Ce n’était pas très sombre, vous voyez ce que je veux dire ? Ce n’est pas comme si vous entriez dans le salon funéraire, vous voyez le cercueil et tout ça – quand vous voyez une présentation comme ça, vous n’avez pas le même sentiment. C’est plus comme un sentiment de joie, pour être honnête avec vous. Comme, “Regarde comme elle est belle.” Ça vous donne l’impression d’être à une fête. Et c’est ce qu’elle voulait. Elle voulait une célébration de la vie.
Que pensez-vous que les familles retirent de ces commémorations, dans lesquelles elles voient leurs proches tels qu’ils étaient dans la vie, qu’elles ne peuvent pas obtenir d’un service plus traditionnel ?
Cela représente la personne pour laquelle ils organisent les funérailles. Comme Lionel Batiste, qui était toujours dans le collimateur du public, et Mickey Easterling aussi. C’était leur vie, et c’est ainsi qu’ils voulaient être représentés lors de leurs funérailles. Ma famille est dans ce business depuis 144 ans. Pendant les 120 premières années, tous les enterrements étaient exactement les mêmes. Tous les mêmes. Je veux dire que vous aviez juste un clergé différent qui entrait, et c’est tout. Et maintenant – je dirais au cours des 15 dernières années – maintenant, ça devient très différent. J’en ai fait un dans un magnifique manoir ancien, avec de magnifiques jardins anciens, et nous avons exposé la personne dans les jardins. Ils ont eu un quartet à leurs funérailles avec un open bar, et c’est là que nous avons fait le service. Nous avons un jardin de sculptures dans notre parc municipal, et le défunt était un artiste célèbre. Il a été exposé dans le jardin de sculptures avec une de ses œuvres juste devant son cercueil. Donc maintenant, vous pouvez faire l’expérience de plus – faire en sorte que ce soit plus sur la personne elle-même, plutôt que de faire très génériquement la même chose encore et encore, ce qui se faisait dans le passé.
Photo via Marin Funeral Home.
Pensez-vous que ces types de funérailles vont commencer à devenir plus populaires ?
Cela pourrait très bien devenir plus populaire avec le temps. Vous avez juste une option différente maintenant que les gens n’avaient pas avant. Certaines personnes qui veulent exprimer leur décès d’une manière différente, c’est une façon de le faire qui n’a jamais été faite auparavant. Je ne peux pas dire que c’est une mode que tout le monde fera, ce sera juste certaines personnes, des personnes qui sont généralement très uniques dans leur vie.
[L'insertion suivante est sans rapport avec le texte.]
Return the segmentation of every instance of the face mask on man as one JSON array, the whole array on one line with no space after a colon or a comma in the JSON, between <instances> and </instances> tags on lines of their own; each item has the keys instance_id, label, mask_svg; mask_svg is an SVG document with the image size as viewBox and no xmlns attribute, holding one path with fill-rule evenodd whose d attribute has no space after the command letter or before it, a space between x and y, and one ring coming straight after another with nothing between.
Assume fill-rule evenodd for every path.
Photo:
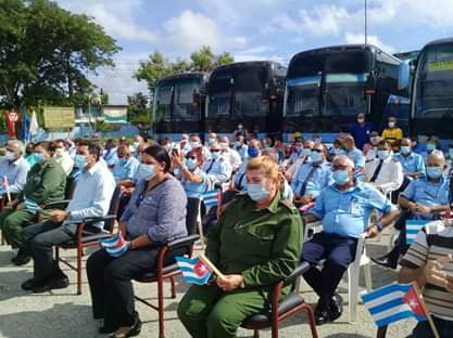
<instances>
[{"instance_id":1,"label":"face mask on man","mask_svg":"<svg viewBox=\"0 0 453 338\"><path fill-rule=\"evenodd\" d=\"M426 174L428 178L437 180L443 173L443 169L441 167L426 167Z\"/></svg>"},{"instance_id":2,"label":"face mask on man","mask_svg":"<svg viewBox=\"0 0 453 338\"><path fill-rule=\"evenodd\" d=\"M248 183L247 193L254 202L261 202L269 196L269 192L262 183Z\"/></svg>"},{"instance_id":3,"label":"face mask on man","mask_svg":"<svg viewBox=\"0 0 453 338\"><path fill-rule=\"evenodd\" d=\"M332 173L332 178L338 185L344 185L349 182L349 172L348 170L336 170Z\"/></svg>"}]
</instances>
D’autres personnes vous ont-elles approché pour avoir des funérailles non traditionnelles comme celles d’Easterling ?
J’ai eu des gens qui ont demandé pour eux-mêmes. Ils ne pensaient pas que c’était une disponibilité, alors que maintenant, les gens sortent des sentiers battus.
Pourquoi pensez-vous que ces types de services sont devenus populaires à la Nouvelle-Orléans ? Qu’est-ce qui, dans la culture de la ville, a permis aux funérailles non traditionnelles de prendre leur essor ?
La Nouvelle-Orléans a un esprit différent. Nous aimons faire la fête ici, et ce n’est pas parce que c’est un enterrement que l’on ne peut pas faire la fête, et que l’on ne peut pas passer un bon moment. Beaucoup d’entre eux ne sont probablement que les souhaits des personnes qui étaient d’ici, qui sont décédées – c’est ce qu’ils voulaient pour leurs derniers services. Pour s’assurer que tout le monde passait encore un bon moment.
Cette interview a été éditée pour la longueur et la clarté.